In 2016 he won the Nastro d'Argento and David di Donatello for Best Supporting Actor for They Call Me Jeeg, and in 2019 he won the Volpi Cup for Best Actor for his portrayal of the titular character Martin Eden at the 76th Venice International Film Festival. He also played the antagonist Primo in the 2018 TV series Trust, and starred as Nicky in the Netflix film The Old Guard. In 2018, he portrayed the Italian singer-songwriter Fabrizio De André in Fabrizio De André: Principe libero.

He starred as Diabolik in the 2021 film based on the comics series.

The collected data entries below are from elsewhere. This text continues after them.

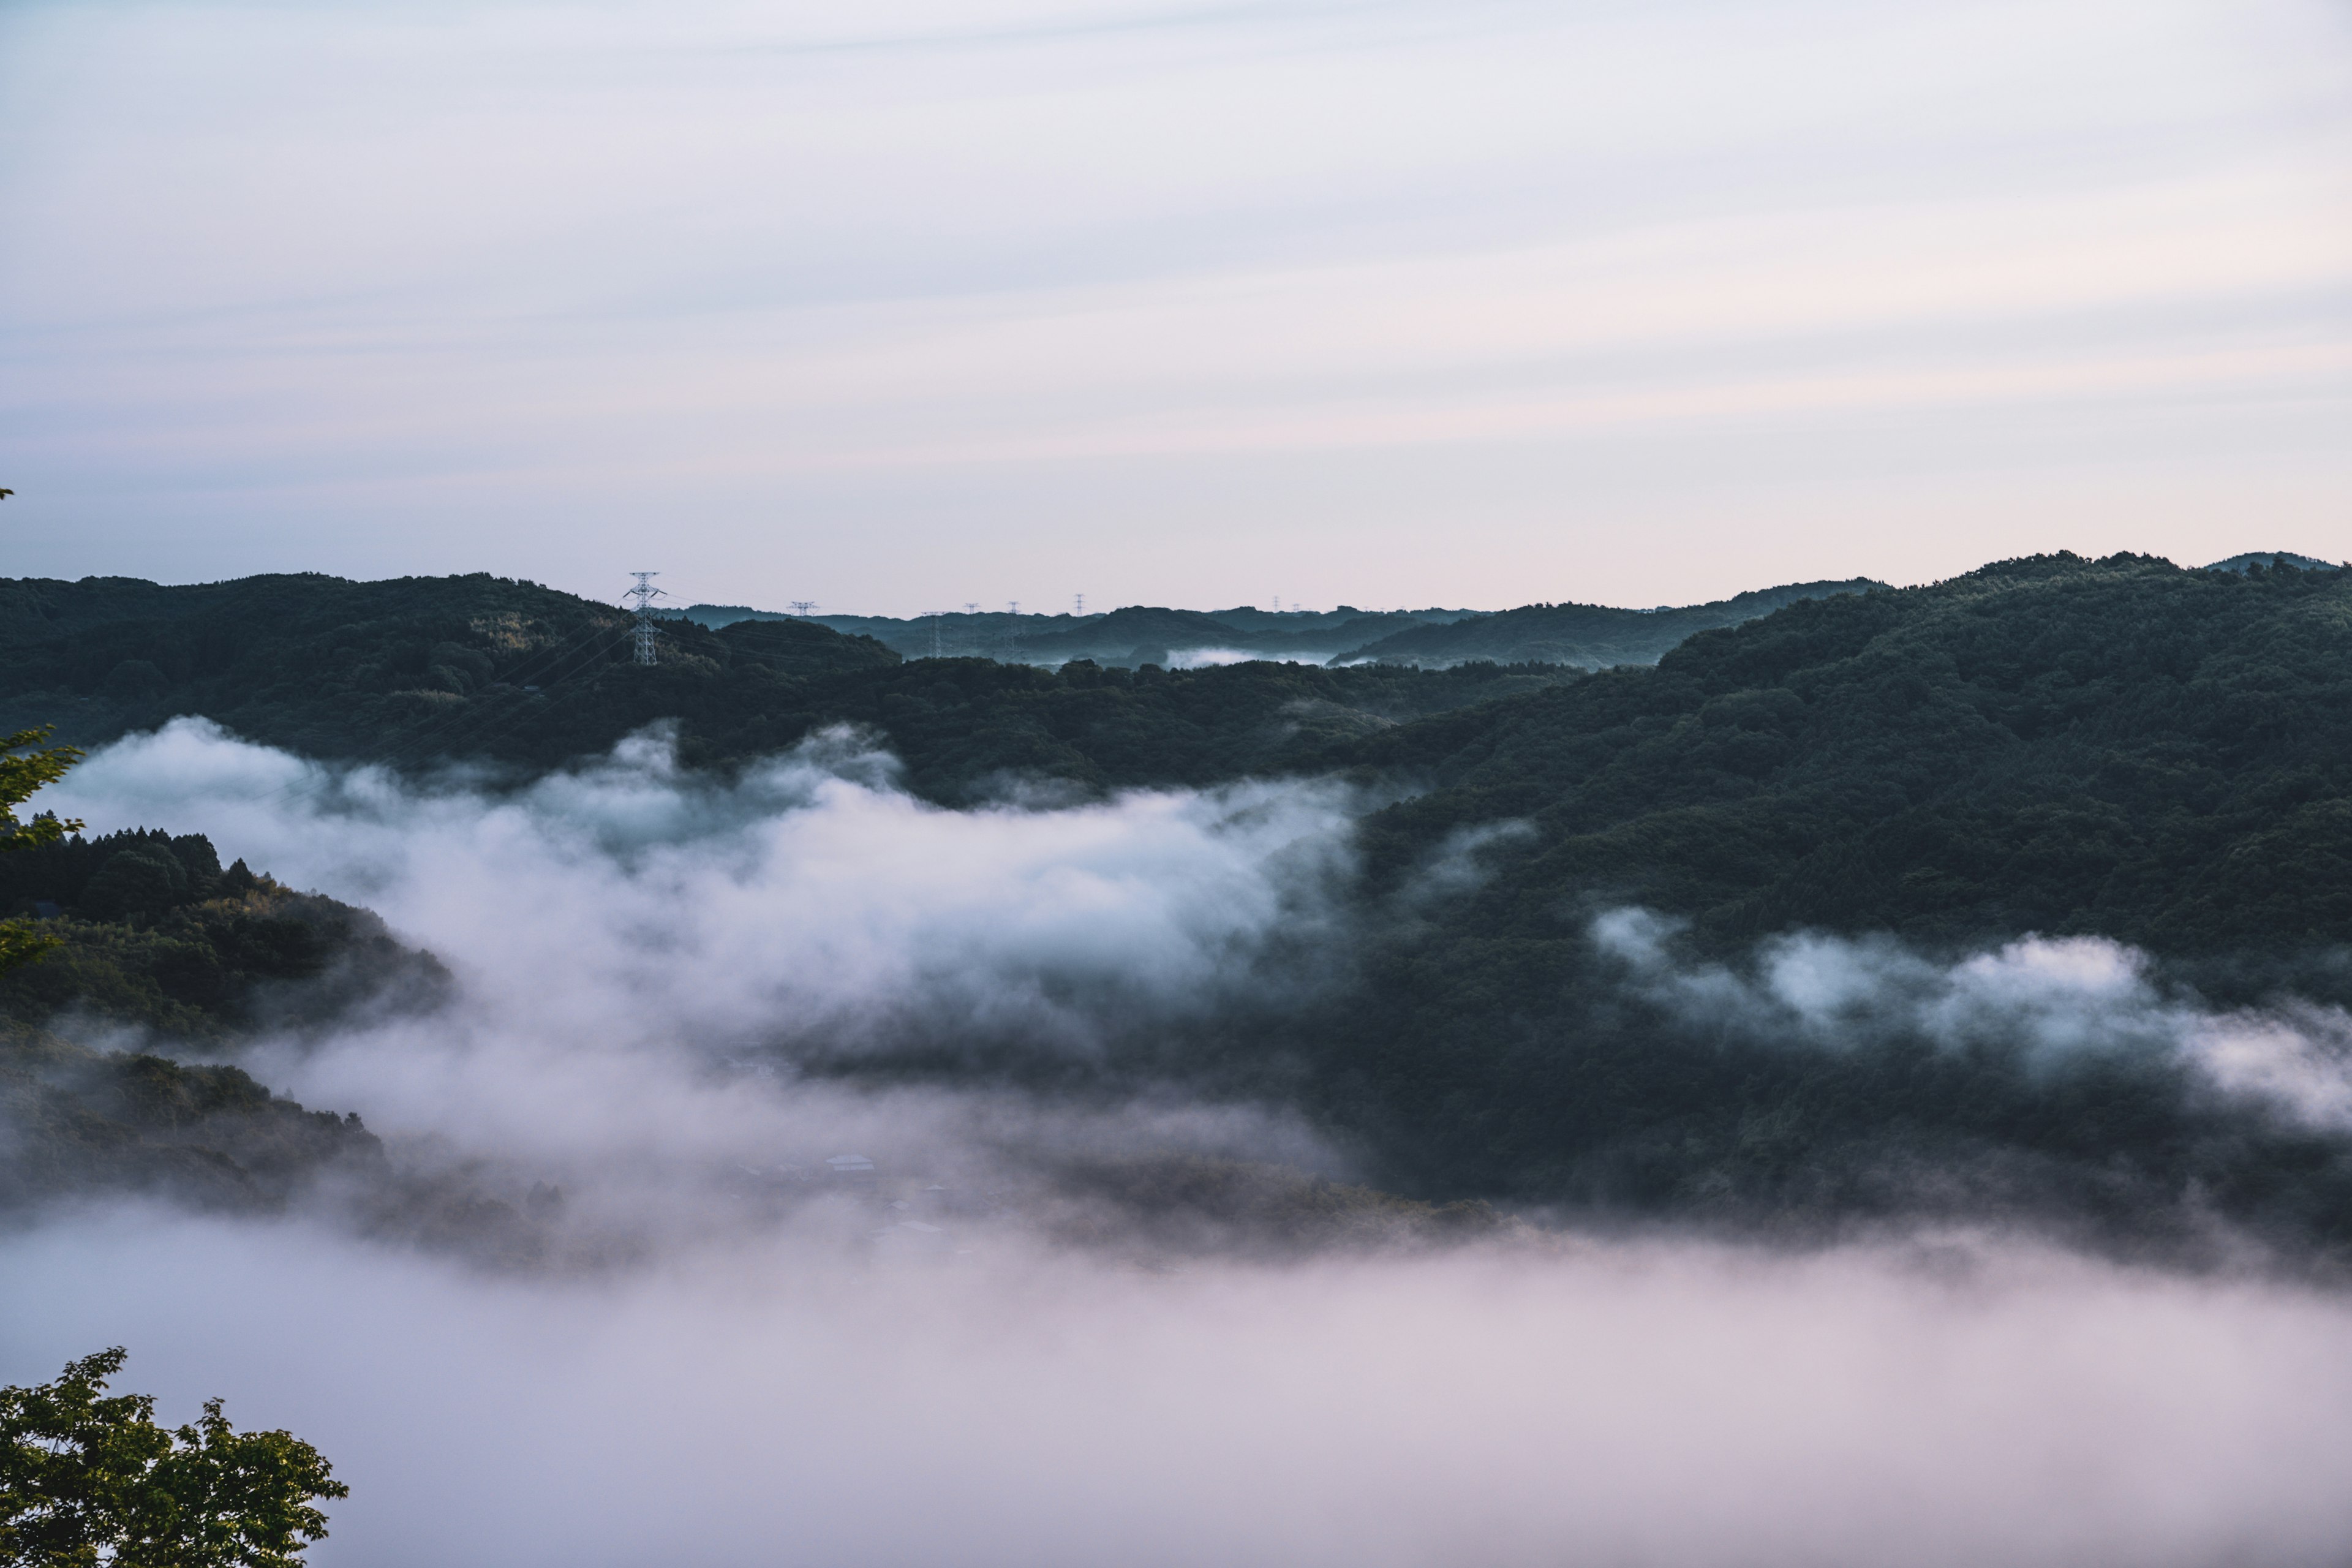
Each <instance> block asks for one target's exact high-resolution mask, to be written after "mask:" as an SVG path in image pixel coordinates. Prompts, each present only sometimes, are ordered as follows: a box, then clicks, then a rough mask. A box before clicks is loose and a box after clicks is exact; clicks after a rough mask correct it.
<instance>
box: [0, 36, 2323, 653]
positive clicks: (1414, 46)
mask: <svg viewBox="0 0 2352 1568" xmlns="http://www.w3.org/2000/svg"><path fill="white" fill-rule="evenodd" d="M2347 66H2352V26H2347V16H2345V12H2343V7H2338V5H2324V2H2321V0H2256V2H2253V5H2223V2H2220V0H2169V2H2166V5H2154V7H2150V5H2136V7H2126V5H2119V2H2114V0H2060V2H2058V5H2018V2H2009V0H2004V2H1992V0H1985V2H1969V5H1952V7H1940V9H1936V12H1886V9H1884V7H1867V5H1860V2H1858V0H1804V2H1799V5H1764V2H1762V0H1677V2H1675V5H1663V7H1639V9H1630V7H1613V5H1573V7H1536V5H1524V2H1519V0H1475V2H1472V5H1446V7H1435V5H1423V2H1414V0H1395V2H1381V5H1338V2H1324V0H1291V2H1270V5H1249V7H1225V5H1207V2H1195V0H1176V2H1174V5H1160V7H1141V5H1127V2H1122V0H1084V2H1082V0H985V5H978V7H969V5H967V7H941V5H931V2H927V0H903V2H898V5H889V7H868V9H861V12H858V14H856V16H854V19H847V16H842V14H837V12H828V9H823V7H797V5H788V7H741V5H731V2H724V0H696V2H694V5H680V7H659V9H654V7H642V5H621V2H612V0H562V2H557V5H513V2H503V0H442V2H435V5H386V2H381V0H376V2H362V5H350V7H332V9H285V7H254V5H223V2H216V0H198V2H174V5H160V2H158V5H139V2H129V5H106V7H89V5H64V2H56V0H28V2H19V5H12V7H5V9H0V94H7V101H9V106H12V113H9V120H7V125H5V127H0V200H5V202H7V212H9V228H7V235H5V237H0V484H7V487H14V489H16V491H19V494H16V498H14V501H9V503H7V505H5V512H0V520H5V522H7V524H9V529H7V534H5V538H7V543H9V569H12V571H14V574H42V576H82V574H127V576H153V578H165V581H183V578H191V576H242V574H252V571H303V569H318V571H332V574H341V576H397V574H442V571H461V569H487V571H496V574H503V576H529V578H536V581H546V583H553V585H557V588H567V590H574V592H588V595H597V597H609V595H612V592H616V588H621V585H626V576H623V574H626V571H630V569H661V571H663V574H666V576H663V585H666V588H670V590H673V595H675V597H677V602H694V599H706V602H755V604H786V602H790V599H814V602H818V604H823V607H828V609H840V607H856V609H858V611H863V614H901V616H903V614H915V611H922V609H931V607H936V604H962V602H981V604H1004V602H1007V599H1021V602H1023V604H1025V607H1037V609H1047V607H1054V609H1058V607H1068V604H1070V599H1073V595H1077V592H1084V595H1087V602H1089V604H1096V607H1103V604H1136V602H1164V604H1235V602H1258V604H1268V602H1270V599H1272V597H1275V595H1279V597H1282V599H1284V602H1303V604H1315V607H1329V604H1338V602H1352V604H1359V607H1376V604H1381V607H1385V604H1402V602H1414V604H1432V602H1437V604H1477V607H1501V604H1519V602H1529V599H1578V602H1599V604H1686V602H1703V599H1717V597H1724V595H1731V592H1738V590H1745V588H1757V585H1769V583H1788V581H1806V578H1837V576H1875V578H1882V581H1889V583H1919V581H1933V578H1943V576H1950V574H1955V571H1966V569H1971V567H1976V564H1983V562H1985V559H1997V557H2009V555H2025V552H2034V550H2060V548H2065V550H2077V552H2082V555H2107V552H2112V550H2126V548H2129V550H2145V552H2154V555H2166V557H2171V559H2178V562H2183V564H2192V562H2206V559H2218V557H2225V555H2232V552H2237V550H2246V548H2258V550H2272V548H2286V550H2303V552H2310V555H2321V557H2333V555H2338V552H2340V545H2333V541H2336V538H2338V536H2340V529H2343V515H2345V512H2343V503H2345V498H2347V496H2352V447H2347V444H2345V442H2343V440H2340V435H2343V428H2345V423H2347V421H2345V416H2347V402H2352V183H2347V181H2345V169H2347V167H2352V165H2347V150H2352V99H2347V94H2345V89H2343V82H2345V80H2347Z"/></svg>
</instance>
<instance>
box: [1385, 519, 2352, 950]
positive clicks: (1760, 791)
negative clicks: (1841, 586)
mask: <svg viewBox="0 0 2352 1568" xmlns="http://www.w3.org/2000/svg"><path fill="white" fill-rule="evenodd" d="M1350 757H1352V759H1355V762H1362V764H1378V766H1385V769H1399V771H1404V773H1411V776H1418V778H1425V780H1428V783H1432V785H1435V788H1432V790H1430V792H1428V795H1423V797H1421V799H1414V802H1409V804H1402V806H1395V809H1392V811H1388V813H1383V816H1381V818H1376V820H1374V825H1371V837H1374V844H1378V851H1381V856H1385V860H1388V863H1392V865H1395V863H1402V860H1404V858H1409V856H1411V853H1421V851H1425V846H1428V844H1432V842H1437V839H1439V837H1444V835H1446V832H1456V830H1461V827H1470V825H1479V823H1498V820H1505V818H1508V820H1524V823H1526V825H1529V827H1531V830H1534V839H1531V842H1529V844H1526V846H1522V849H1519V851H1517V853H1515V856H1512V858H1510V865H1508V870H1505V872H1503V875H1501V877H1498V882H1496V884H1494V886H1491V891H1489V893H1484V896H1482V898H1479V903H1477V905H1475V917H1472V919H1475V924H1477V926H1479V929H1482V931H1486V933H1494V936H1501V933H1529V936H1541V933H1552V931H1557V910H1559V900H1562V898H1578V900H1590V898H1623V900H1644V903H1651V905H1656V907H1663V910H1672V912H1677V914H1686V917H1691V919H1693V922H1698V929H1700V931H1703V933H1710V936H1717V938H1724V940H1745V938H1752V936H1762V933H1769V931H1783V929H1790V926H1825V929H1837V931H1896V933H1903V936H1917V938H1929V940H1945V938H1983V936H1999V933H2016V931H2044V933H2072V931H2098V933H2105V936H2114V938H2124V940H2133V943H2150V945H2157V947H2161V950H2173V952H2204V950H2213V947H2220V945H2279V943H2288V945H2312V943H2347V940H2352V877H2347V872H2352V574H2343V571H2293V569H2281V571H2253V574H2244V576H2241V574H2225V571H2180V569H2176V567H2171V564H2166V562H2159V559H2147V557H2112V559H2105V562H2082V559H2074V557H2037V559H2023V562H2004V564H1997V567H1987V569H1983V571H1976V574H1969V576H1964V578H1955V581H1950V583H1940V585H1933V588H1919V590H1903V592H1886V590H1882V592H1870V595H1842V597H1830V599H1806V602H1797V604H1790V607H1785V609H1780V611H1778V614H1773V616H1769V618H1762V621H1755V623H1748V625H1740V628H1731V630H1717V632H1705V635H1700V637H1693V639H1691V642H1686V644H1684V646H1679V649H1675V651H1672V654H1668V656H1665V658H1663V661H1661V663H1658V665H1656V668H1646V670H1613V672H1606V675H1597V677H1592V679H1588V682H1578V684H1569V686H1559V689H1552V691H1543V693H1536V696H1529V698H1519V701H1512V703H1501V705H1494V708H1482V710H1477V712H1465V715H1449V717H1442V719H1430V722H1421V724H1411V726H1402V729H1395V731H1388V733H1383V736H1371V738H1367V741H1362V743H1357V745H1355V748H1352V750H1350Z"/></svg>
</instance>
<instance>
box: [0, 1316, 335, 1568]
mask: <svg viewBox="0 0 2352 1568" xmlns="http://www.w3.org/2000/svg"><path fill="white" fill-rule="evenodd" d="M122 1361H125V1352H122V1349H120V1347H115V1349H101V1352H99V1354H94V1356H82V1359H80V1361H73V1363H68V1366H66V1371H64V1375H61V1378H59V1380H56V1382H42V1385H38V1387H5V1389H0V1563H5V1566H7V1568H82V1566H96V1563H115V1566H118V1568H292V1563H296V1561H299V1559H301V1554H303V1552H306V1549H308V1544H310V1542H315V1540H325V1537H327V1516H325V1514H322V1512H320V1509H318V1507H313V1500H318V1497H348V1495H350V1488H348V1486H343V1483H341V1481H336V1479H334V1469H332V1467H329V1465H327V1460H325V1458H322V1455H320V1453H318V1448H313V1446H310V1443H303V1441H301V1439H296V1436H294V1434H289V1432H238V1429H235V1427H230V1425H228V1418H226V1415H221V1401H219V1399H207V1401H205V1415H202V1418H200V1420H198V1422H195V1425H188V1427H176V1429H172V1427H160V1425H155V1401H153V1399H151V1396H146V1394H108V1392H106V1385H108V1380H111V1378H113V1375H115V1373H120V1371H122Z"/></svg>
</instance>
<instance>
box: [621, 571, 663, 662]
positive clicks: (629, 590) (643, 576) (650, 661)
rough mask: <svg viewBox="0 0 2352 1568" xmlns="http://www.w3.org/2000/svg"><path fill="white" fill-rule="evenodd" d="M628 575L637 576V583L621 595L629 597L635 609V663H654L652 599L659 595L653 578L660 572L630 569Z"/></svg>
mask: <svg viewBox="0 0 2352 1568" xmlns="http://www.w3.org/2000/svg"><path fill="white" fill-rule="evenodd" d="M630 576H633V578H637V585H635V588H630V590H628V592H626V595H621V597H626V599H630V607H633V609H635V611H637V663H640V665H649V663H654V599H659V597H661V590H659V588H654V578H656V576H661V574H659V571H630Z"/></svg>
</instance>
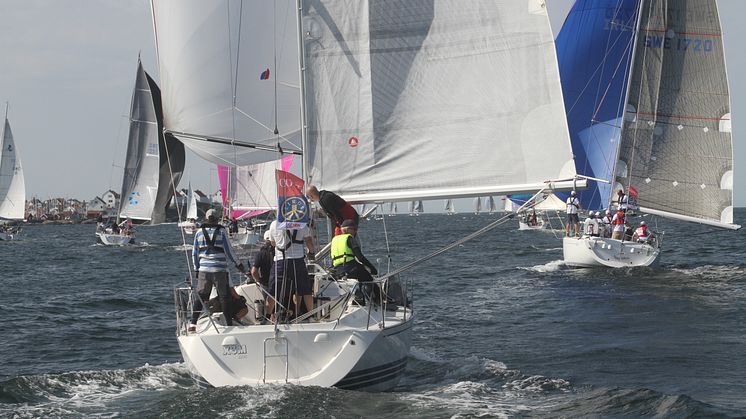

In 2022, he plays Pietro Guasti in The Eight Mountains (Le otto montagne) by Felix Van Groeningen and Charlotte Vandermeersch, based on the novel of the same name by Paolo Cognetti. Marinelli received critical acclaim for his portrayal of Benito Mussolini in the 2024 series Mussolini: Son of the Century.

In 2025, it was announced that he and his wife, Alissa Jung, will play the characters Neil and Lucy, respectively, in Hideo Kojima's 2025 video game Death Stranding 2: On the Beach.

==Filmography==
===Film===

Key
| † | Denotes works that have not yet been released |

| Year | Title | Role | Notes |
| 2010 | The Solitude of Prime Numbers | Mattia Balossino (adult) |  |
| 2011 | The Last Man on Earth | Roberta |  |
| 2012 | Every Blessed Day | Guido Caselli |  |
| Mary of Nazareth | Joseph | Television film |
| Nina | Fabrizio |  |
| Waves | Gabriele |  |
| 2013 | The Great Beauty | Andrea |  |
| 2015 | Il mondo fino in fondo | Loris |  |
| Don't Be Bad | Cesare |  |
| They Call Me Jeeg | Fabio |  |
| 2016 | A Dangerous Fortune | Mickey Miranda | Television film |
| Slam | Valerio |  |
| 2017 | There Is a Light | Paolo |  |
| Let Yourself Go | Ettore |  |
| Rainbow: A Private Affair | Milton |  |
| 2018 | Fabrizio De André: Principe libero | Fabrizio De André |  |
| Remember? | Him |  |
| 2019 | Martin Eden | Martin Eden |  |
| 2020 | The Old Guard | Nicolò 'Nicky' di Genoa |  |
| 2021 | Diabolik | Diabolik |  |
| 2022 | The Eight Mountains | Pietro |  |
| 2024 | Mufasa: The Lion King | Mufasa | Italian dub; voice role |
| 2025 | Paternal Leave | Father |  |
| The Old Guard 2 | Nicolò 'Nicky' di Genoa |  |
| 2026 | The Echo Chamber | Leo |  |

===TV===

| Year | Title | Role | Notes |
| 2005 | Ricomincio da me |  | TV series; 2 episodes |
| 2008 | I Cesaroni | Male friend | TV series; episode 2x09 |
| Provaci ancora prof! | Fabrizio | TV series; episode 3x06 |
| 2009 | Butta la luna |  | TV series; episode 2x02 |
| 2018 | Trust | Primo | FX miniseries; 8 episodes |
| 2024 | Mussolini: Son of the Century | Benito Mussolini | Lead role |

===Video games===

| Year | Title | Role | Notes |
|---|---|---|---|
| 2025 | Death Stranding 2: On the Beach | Neil Vana | Motion Capture, Voice and Likeness |

==Awards and nominations==

Awards and nominations received by Luca Marinelli
Award: Year; Work; Category; Result
Ciak d'oro: 2016; They Call Me Jeeg; Best Supporting Actor; Won
David di Donatello: 2013; Every Blessed Day; Best Actor in a Leading Role; Nominated
2016: Don't Be Bad; Nominated
2016: They Call Me Jeeg; Best Actor in a Supporting Role; Won
2019: Fabrizio De André: Principe libero; Best Actor in a Leading Role; Nominated
2020: Martin Eden; Nominated
2023: The Eight Mountains; Nominated
Globo d'Oro (Italian Golden Globe): 2012; Every Blessed Day; Best Actor; Nominated
2017: There Is a Light; Best Actor; Nominated
2018: Rainbow: A Private Affair; Best Actor; Won^{[i]}
2020: Martin Eden; Best Actor; Nominated
Nastro d'Argento: 2012; Every Blessed Day; Best Actor; Nominated
2016: They Call Me Jeeg; Best Supporting Actor; Won
2017: There Is a Light; Best Actor; Nominated
2023: The Eight Mountains; Best Actor; Won
Venice International Film Festival: 2015; Don't Be Bad; Pasinetti Award for Best Actor; Won
2019: Martin Eden; Volpi Cup for Best Actor; Won
Vittorio Gassman Award: 2015; Don't Be Bad; Best Actor; Won

^{}Ex-aequo with Toni Servillo for The Girl in the Fog.